On September 25, 2013, The Palm Beach Post (the “Post”) reported that the Northlake Villa Condominium was ordered to pay $1.5 million dollars to the victim of a shooting where the assailant, Jack Abrams, was the associations “deputized” security guard and who wasn’t even an owner, but was the live-in boyfriend of a board member. Because Abrams had been appointed by the association’s board to enforce the condominium’s rules and regulations, a Palm Beach County jury last week found that the association was liable for Abrams’s inexplicable fit of anger.

The Post reported that, in 2010, Abrams “lost it” when a woman left the condominium’s laundry room door open. Abrams vented his displeasure loudly. The woman’s boyfriend, wondering what the commotion was, ventured into the hallway where Abrams proceeded to shoot him three times leading to, as reported, 24 blood transfusions, 12 surgeries, and more to come. During the trial, the Post reported that the following facts were presented:

• When the board appointed Abrams, no background checks were done.

• Abrams received an “other than honorable discharge” in 2000 from the U.S. Marines Corps for drug use and other character flaws.

• A psychiatrist and psychologist who examined Abrams, as part of the criminal case, agreed he suffered from post-traumatic stress disorder and paranoia.

• When North Palm Beach police searched his apartment, they discovered an arsenal of weapons including five guns, seven combat knives, and 1,400 rounds of ammunition.

• Others testified about Abrams’s increasingly erratic behavior. It was reported that he accosted people in the parking lot if they didn’t park their cars between the lines.

• The day before he shot the victim, he told one resident: “I’m getting so sick and tired of this laundry room. I’m going to kill someone over it.”

Unfortunately, that is exactly what he did. Abrams shot the owner’s boyfriend “due to a mixture of rage and intoxication”. While a security expert testified during trial that such “poor decision-making by neighborhood and condo associations is becoming increasingly common”, it was not poor decision making that led to the judgment against the condominium. Rather, it was that the board failed to act. By failing to act, the board conducted itself with reckless abandon.

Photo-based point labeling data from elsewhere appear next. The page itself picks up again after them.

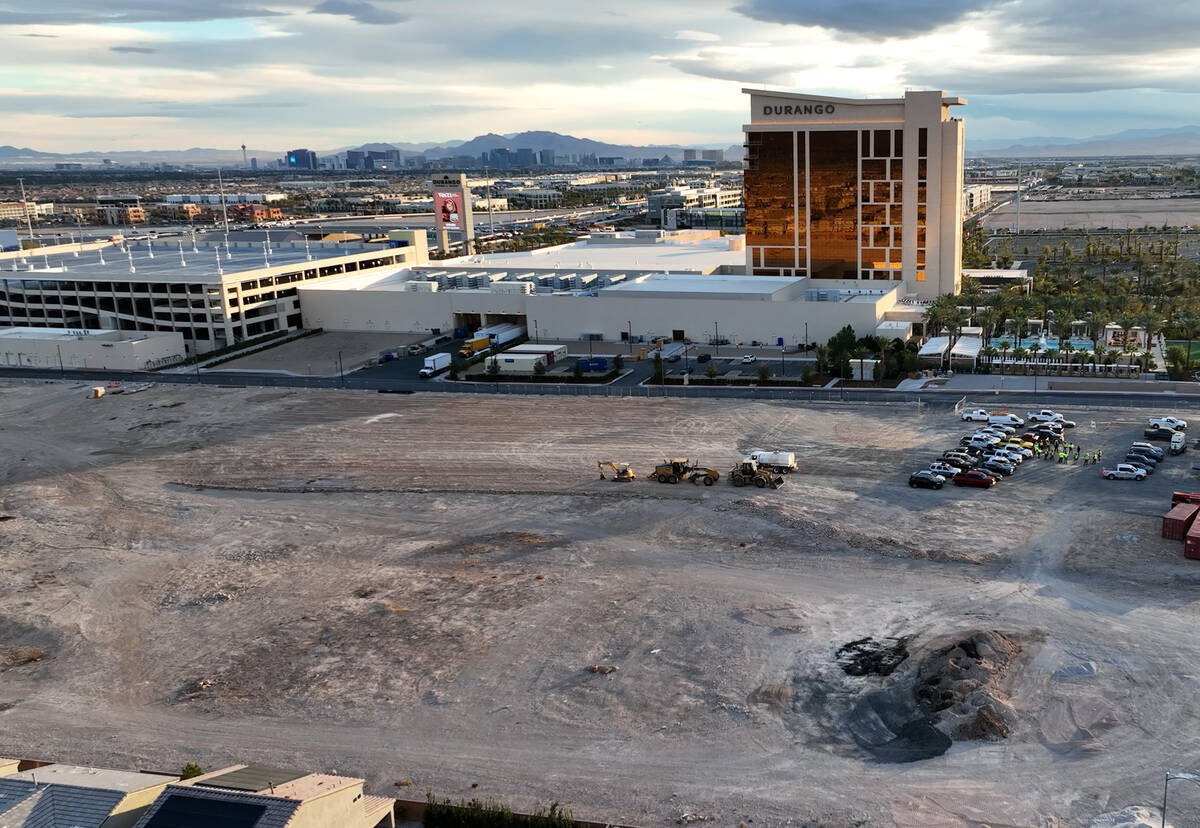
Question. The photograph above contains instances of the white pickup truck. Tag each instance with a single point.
(1168, 423)
(1123, 472)
(997, 418)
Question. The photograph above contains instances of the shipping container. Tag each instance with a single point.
(1185, 497)
(1177, 521)
(1192, 541)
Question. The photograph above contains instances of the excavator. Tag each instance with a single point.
(749, 473)
(679, 468)
(619, 471)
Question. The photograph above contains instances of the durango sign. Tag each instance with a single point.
(798, 109)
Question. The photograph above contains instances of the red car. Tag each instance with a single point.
(973, 478)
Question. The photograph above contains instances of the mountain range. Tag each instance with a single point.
(1174, 141)
(535, 141)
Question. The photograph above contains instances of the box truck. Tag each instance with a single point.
(433, 364)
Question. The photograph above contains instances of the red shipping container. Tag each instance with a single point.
(1192, 541)
(1177, 521)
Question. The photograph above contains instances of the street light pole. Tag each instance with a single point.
(1168, 778)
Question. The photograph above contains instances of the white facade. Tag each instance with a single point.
(213, 294)
(700, 307)
(113, 351)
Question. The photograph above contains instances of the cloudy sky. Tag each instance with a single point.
(111, 75)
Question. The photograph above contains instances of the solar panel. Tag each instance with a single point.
(252, 778)
(180, 810)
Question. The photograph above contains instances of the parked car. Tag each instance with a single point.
(1123, 472)
(1140, 462)
(960, 459)
(1170, 423)
(975, 478)
(1000, 453)
(1159, 433)
(946, 468)
(997, 466)
(1152, 450)
(925, 479)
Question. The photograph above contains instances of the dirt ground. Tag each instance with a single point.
(442, 588)
(1117, 214)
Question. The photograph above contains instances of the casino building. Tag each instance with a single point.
(847, 189)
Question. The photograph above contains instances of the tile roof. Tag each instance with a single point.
(179, 807)
(58, 805)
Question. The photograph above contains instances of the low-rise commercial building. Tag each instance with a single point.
(684, 197)
(79, 348)
(610, 292)
(213, 293)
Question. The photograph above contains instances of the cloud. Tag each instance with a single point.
(73, 12)
(753, 66)
(699, 36)
(360, 11)
(867, 18)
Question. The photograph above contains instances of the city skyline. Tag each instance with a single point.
(327, 73)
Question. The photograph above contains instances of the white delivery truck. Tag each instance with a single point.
(435, 364)
(783, 462)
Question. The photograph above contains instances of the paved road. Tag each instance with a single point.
(628, 387)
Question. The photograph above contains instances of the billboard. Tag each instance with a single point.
(449, 211)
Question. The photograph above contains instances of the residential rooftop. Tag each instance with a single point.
(126, 781)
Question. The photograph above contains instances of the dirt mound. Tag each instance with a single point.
(868, 657)
(965, 684)
(775, 696)
(15, 657)
(919, 707)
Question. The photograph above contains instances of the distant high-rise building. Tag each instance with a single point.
(301, 160)
(851, 189)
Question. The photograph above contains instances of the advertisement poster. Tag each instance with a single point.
(448, 209)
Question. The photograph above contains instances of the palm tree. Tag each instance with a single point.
(1019, 354)
(1067, 351)
(988, 353)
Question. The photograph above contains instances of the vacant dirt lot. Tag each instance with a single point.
(442, 588)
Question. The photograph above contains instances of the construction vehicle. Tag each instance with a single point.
(671, 471)
(619, 471)
(749, 473)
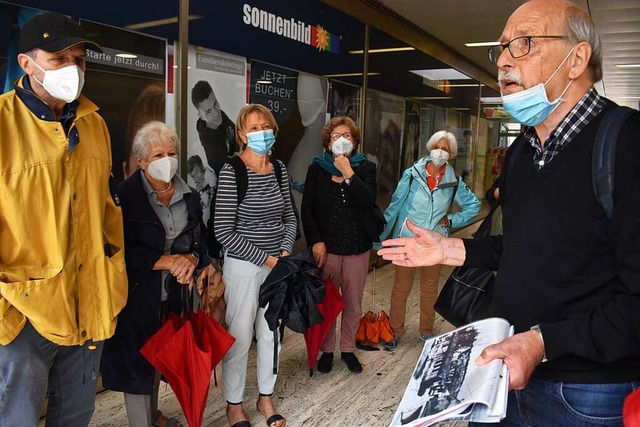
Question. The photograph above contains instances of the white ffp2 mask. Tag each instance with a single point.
(64, 83)
(342, 146)
(163, 169)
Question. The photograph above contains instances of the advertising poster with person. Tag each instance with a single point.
(127, 81)
(345, 101)
(217, 92)
(298, 102)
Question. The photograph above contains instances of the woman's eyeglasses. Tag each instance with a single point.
(336, 136)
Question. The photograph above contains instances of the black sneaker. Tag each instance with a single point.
(325, 362)
(352, 362)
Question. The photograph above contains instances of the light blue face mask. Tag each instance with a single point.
(261, 141)
(531, 106)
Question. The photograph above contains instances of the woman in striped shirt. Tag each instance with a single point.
(254, 234)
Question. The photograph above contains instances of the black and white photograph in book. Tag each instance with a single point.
(447, 384)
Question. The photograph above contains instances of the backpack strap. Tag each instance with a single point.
(242, 178)
(276, 169)
(604, 156)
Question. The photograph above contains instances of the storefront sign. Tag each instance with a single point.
(220, 64)
(122, 59)
(312, 35)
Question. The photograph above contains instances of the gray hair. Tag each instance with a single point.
(453, 143)
(580, 28)
(151, 133)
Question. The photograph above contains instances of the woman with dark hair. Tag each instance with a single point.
(337, 216)
(254, 230)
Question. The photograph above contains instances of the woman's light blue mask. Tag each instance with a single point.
(531, 106)
(261, 141)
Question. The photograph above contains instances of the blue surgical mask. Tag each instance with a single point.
(261, 141)
(531, 106)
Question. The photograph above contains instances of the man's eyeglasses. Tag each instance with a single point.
(518, 47)
(336, 136)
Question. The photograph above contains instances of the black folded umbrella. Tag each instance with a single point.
(293, 291)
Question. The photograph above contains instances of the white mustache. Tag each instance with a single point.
(509, 76)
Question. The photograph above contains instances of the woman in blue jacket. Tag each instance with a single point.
(425, 194)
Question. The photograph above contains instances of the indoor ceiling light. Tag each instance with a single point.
(461, 85)
(482, 44)
(349, 75)
(383, 50)
(441, 74)
(159, 22)
(126, 55)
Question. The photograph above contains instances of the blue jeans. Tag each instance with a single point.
(547, 403)
(30, 365)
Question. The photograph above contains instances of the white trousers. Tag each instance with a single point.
(244, 317)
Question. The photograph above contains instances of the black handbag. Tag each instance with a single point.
(467, 293)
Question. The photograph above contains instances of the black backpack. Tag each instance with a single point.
(604, 155)
(242, 182)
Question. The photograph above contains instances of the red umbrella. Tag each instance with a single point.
(329, 308)
(185, 350)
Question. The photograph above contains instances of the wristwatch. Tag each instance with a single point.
(536, 328)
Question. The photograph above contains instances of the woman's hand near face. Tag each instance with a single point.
(183, 267)
(343, 164)
(319, 253)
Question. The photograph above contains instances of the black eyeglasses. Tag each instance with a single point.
(518, 47)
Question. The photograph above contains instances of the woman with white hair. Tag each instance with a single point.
(425, 194)
(164, 245)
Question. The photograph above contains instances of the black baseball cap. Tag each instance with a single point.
(52, 32)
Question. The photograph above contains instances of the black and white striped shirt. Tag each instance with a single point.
(263, 224)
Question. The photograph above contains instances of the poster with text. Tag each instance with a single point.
(298, 102)
(217, 93)
(383, 136)
(128, 83)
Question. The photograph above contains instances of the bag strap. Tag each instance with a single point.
(242, 178)
(604, 156)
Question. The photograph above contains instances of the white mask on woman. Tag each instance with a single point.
(163, 169)
(342, 146)
(438, 157)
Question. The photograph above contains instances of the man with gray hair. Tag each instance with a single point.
(568, 276)
(62, 275)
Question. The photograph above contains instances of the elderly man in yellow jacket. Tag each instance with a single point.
(62, 273)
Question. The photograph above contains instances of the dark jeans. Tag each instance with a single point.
(30, 365)
(546, 403)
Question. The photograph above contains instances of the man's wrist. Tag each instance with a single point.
(536, 329)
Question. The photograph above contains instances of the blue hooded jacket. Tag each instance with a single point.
(425, 208)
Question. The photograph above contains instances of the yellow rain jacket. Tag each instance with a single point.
(61, 237)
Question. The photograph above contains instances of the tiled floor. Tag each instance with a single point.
(339, 398)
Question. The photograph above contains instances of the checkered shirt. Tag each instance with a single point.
(589, 106)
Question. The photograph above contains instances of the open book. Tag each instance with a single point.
(448, 385)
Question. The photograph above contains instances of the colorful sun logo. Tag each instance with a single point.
(323, 39)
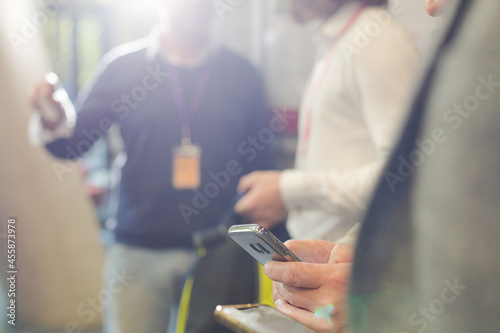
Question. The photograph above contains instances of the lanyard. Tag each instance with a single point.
(317, 83)
(187, 112)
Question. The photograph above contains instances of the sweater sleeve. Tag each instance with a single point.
(384, 81)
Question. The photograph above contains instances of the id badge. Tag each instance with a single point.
(186, 167)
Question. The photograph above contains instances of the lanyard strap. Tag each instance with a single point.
(316, 84)
(187, 112)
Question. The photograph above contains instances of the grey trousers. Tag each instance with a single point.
(143, 287)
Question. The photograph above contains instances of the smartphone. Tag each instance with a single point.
(256, 318)
(260, 243)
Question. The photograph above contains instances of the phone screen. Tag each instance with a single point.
(263, 319)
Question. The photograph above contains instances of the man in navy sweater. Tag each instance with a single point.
(191, 116)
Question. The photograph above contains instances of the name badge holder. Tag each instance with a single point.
(186, 159)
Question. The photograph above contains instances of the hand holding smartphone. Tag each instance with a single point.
(257, 318)
(260, 243)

In his column Rembaum's Association Roundup, attorney Jeff Rembaum of Kaye Bender Rembaum analyzed the poor judgement and regrettable circumstances that took place during the case.

"The “standard” by which association board members should conduct themselves is referred to as “reasonable business judgment”. In plain English, this does not mean a board must always be right in their decision making," stated Rembaum. "Rather, they must act reasonably under the circumstances. So, when a board defies the requirements of its own governing documents by deputizing a non-owner as a defacto committee chair of security, turns a blind eye to reports of its residents as to Abrams’s erratic behavior, and fails to conduct even a simple background check before appointing individuals to the neighborhood watch committee, it’s not likely anyone would believe the board acted reasonably. Rather, the board acted with a reckless and wonton abandon endangering the life of every owner, tenant, and guest."

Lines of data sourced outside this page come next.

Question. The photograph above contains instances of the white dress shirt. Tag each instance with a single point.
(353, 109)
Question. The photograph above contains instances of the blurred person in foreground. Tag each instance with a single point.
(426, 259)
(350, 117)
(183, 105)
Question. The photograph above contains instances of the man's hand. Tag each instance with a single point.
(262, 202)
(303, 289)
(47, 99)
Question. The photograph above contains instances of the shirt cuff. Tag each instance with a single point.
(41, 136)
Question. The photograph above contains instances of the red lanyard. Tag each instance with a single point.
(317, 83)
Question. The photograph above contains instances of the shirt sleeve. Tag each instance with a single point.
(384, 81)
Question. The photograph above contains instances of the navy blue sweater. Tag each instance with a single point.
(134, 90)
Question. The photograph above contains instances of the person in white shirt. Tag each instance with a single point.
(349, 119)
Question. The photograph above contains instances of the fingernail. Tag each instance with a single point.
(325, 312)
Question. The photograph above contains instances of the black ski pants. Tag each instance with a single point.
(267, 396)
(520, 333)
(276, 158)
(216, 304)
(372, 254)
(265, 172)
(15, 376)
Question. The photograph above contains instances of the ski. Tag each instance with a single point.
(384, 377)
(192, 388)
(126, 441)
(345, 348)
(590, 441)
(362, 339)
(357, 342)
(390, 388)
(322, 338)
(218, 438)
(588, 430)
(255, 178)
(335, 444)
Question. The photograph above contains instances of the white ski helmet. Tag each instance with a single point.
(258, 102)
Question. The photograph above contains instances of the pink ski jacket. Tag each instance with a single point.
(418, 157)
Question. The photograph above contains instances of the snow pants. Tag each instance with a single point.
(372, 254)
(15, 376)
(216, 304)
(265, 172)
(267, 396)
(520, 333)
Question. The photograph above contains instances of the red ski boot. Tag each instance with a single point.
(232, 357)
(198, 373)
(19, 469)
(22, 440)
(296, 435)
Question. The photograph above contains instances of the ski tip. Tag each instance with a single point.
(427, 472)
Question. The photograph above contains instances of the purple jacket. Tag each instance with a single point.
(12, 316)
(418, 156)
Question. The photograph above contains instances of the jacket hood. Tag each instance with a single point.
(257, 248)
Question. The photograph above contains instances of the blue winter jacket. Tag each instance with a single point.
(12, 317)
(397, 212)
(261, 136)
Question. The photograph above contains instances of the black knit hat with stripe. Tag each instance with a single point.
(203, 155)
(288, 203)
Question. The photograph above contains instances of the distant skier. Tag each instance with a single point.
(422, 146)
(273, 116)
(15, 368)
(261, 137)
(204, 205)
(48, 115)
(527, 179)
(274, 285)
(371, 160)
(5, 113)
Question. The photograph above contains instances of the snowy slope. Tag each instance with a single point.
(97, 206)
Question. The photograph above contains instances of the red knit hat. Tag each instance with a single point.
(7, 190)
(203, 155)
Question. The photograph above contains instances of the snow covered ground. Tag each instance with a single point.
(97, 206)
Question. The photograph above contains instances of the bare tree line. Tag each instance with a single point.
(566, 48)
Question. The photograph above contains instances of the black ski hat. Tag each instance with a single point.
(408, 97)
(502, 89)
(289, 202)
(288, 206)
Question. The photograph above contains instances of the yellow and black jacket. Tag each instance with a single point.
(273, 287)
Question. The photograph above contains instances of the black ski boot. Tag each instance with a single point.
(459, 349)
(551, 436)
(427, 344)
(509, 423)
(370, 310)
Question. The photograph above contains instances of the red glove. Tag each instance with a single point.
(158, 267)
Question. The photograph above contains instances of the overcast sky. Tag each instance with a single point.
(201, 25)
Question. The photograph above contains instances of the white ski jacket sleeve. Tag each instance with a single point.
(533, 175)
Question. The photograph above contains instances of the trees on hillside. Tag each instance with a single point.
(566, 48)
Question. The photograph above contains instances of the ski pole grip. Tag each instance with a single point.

The Northlake Villa Condominium learned the hard way that there is such a line. Will George Zimmerman’s community association bear financial liability for the death of Trayvon Martin? Did his association’s board act with reckless abandon and fail to fulfill its duty by exercise of its reasonable business judgment?

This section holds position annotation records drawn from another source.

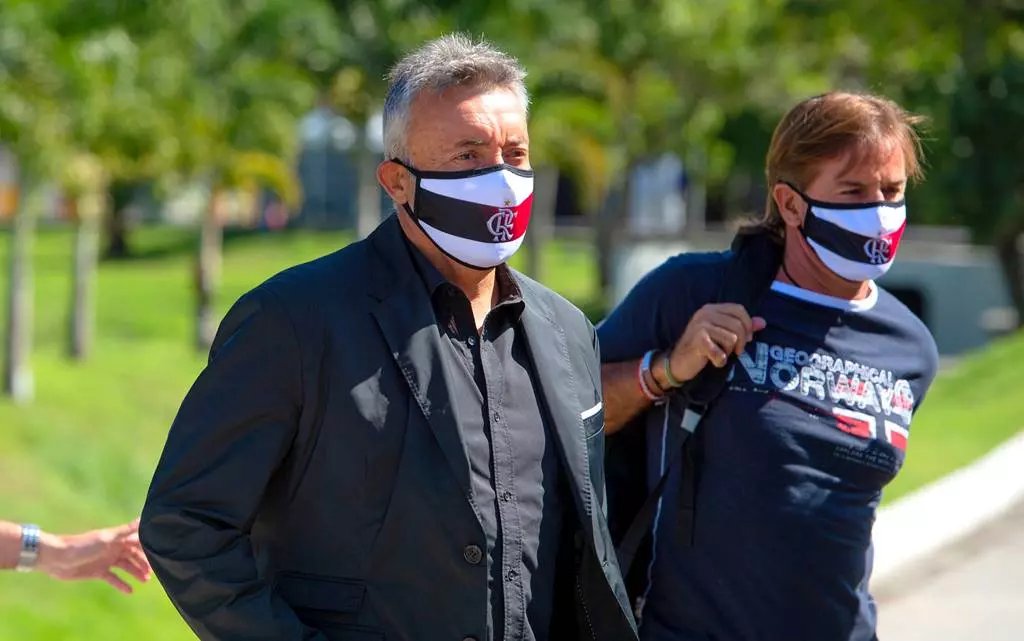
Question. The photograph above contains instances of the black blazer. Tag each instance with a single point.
(314, 484)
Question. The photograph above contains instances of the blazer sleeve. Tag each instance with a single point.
(231, 432)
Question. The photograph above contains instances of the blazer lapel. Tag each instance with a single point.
(406, 317)
(549, 351)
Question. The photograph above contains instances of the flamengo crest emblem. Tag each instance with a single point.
(879, 251)
(500, 224)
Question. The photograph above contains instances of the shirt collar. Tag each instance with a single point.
(508, 289)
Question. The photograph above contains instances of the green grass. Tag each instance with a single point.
(81, 456)
(973, 407)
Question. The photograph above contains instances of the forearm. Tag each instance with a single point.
(623, 397)
(10, 547)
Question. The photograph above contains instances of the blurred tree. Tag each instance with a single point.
(239, 89)
(34, 128)
(374, 36)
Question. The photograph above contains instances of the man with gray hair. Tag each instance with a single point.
(403, 439)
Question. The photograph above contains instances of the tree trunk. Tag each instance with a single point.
(542, 223)
(84, 281)
(368, 204)
(208, 265)
(117, 220)
(1008, 251)
(17, 381)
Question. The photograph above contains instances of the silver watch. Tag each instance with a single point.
(29, 555)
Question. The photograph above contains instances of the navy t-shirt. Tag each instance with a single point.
(795, 455)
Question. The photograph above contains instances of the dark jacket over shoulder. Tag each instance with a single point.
(314, 484)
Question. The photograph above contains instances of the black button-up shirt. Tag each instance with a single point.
(515, 470)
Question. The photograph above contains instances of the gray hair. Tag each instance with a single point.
(451, 60)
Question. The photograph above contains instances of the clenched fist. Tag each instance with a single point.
(716, 331)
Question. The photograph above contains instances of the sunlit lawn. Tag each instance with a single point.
(82, 455)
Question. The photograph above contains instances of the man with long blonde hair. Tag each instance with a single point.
(791, 459)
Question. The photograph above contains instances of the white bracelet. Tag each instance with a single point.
(29, 555)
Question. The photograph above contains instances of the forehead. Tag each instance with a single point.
(470, 112)
(884, 163)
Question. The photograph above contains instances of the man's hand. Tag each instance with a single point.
(713, 333)
(94, 555)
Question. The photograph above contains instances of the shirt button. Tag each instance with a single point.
(472, 554)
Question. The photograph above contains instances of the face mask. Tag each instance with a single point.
(476, 217)
(856, 241)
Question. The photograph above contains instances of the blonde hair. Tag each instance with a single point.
(827, 126)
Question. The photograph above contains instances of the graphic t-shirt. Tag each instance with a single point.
(814, 423)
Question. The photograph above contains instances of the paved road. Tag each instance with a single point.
(973, 591)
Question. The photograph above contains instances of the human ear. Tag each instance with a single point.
(790, 205)
(396, 181)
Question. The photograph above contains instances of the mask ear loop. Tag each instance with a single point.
(416, 188)
(800, 227)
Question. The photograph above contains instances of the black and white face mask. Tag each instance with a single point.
(856, 241)
(477, 217)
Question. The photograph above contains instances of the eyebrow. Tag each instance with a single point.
(475, 142)
(857, 183)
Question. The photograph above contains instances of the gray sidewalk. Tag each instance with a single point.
(972, 591)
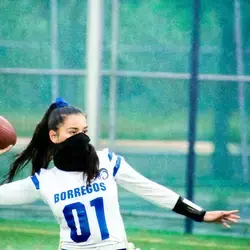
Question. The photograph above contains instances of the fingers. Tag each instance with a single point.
(231, 220)
(226, 225)
(2, 151)
(230, 212)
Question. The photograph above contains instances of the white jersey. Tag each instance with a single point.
(88, 215)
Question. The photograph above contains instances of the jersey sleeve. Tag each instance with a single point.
(20, 192)
(134, 182)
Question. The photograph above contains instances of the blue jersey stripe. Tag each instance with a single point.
(117, 165)
(35, 181)
(110, 155)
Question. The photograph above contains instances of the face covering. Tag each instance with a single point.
(71, 154)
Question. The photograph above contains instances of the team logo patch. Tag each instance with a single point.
(103, 174)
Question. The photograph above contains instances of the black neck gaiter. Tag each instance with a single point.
(71, 154)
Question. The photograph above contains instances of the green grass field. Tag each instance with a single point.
(19, 235)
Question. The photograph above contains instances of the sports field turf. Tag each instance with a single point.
(19, 235)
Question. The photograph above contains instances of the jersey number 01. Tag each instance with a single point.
(78, 209)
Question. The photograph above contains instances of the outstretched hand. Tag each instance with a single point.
(2, 151)
(222, 217)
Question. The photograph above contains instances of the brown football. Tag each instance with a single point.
(7, 133)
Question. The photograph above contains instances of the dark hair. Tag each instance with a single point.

"Interestingly, the State of Georgia’s appellate courts have held that a condominium association, being a purely legislative created form of ownership (similar to Florida’s condominium regime) does not owe a duty to provide security in the common areas where it previously disclaimed such responsibility in its declaration of condominium. Likely, this would be true in Florida, too," Rembaum continued. "However, when a board fails to act when it should have, there are very real consequences. The Abrams case teaches us that where an association creates a neighborhood watch committee, the board should take “reasonable”(there is that word again) measures during the appointment process, such as running background checks and ensuring those appointed to office meet any requirements set out in the governing documents."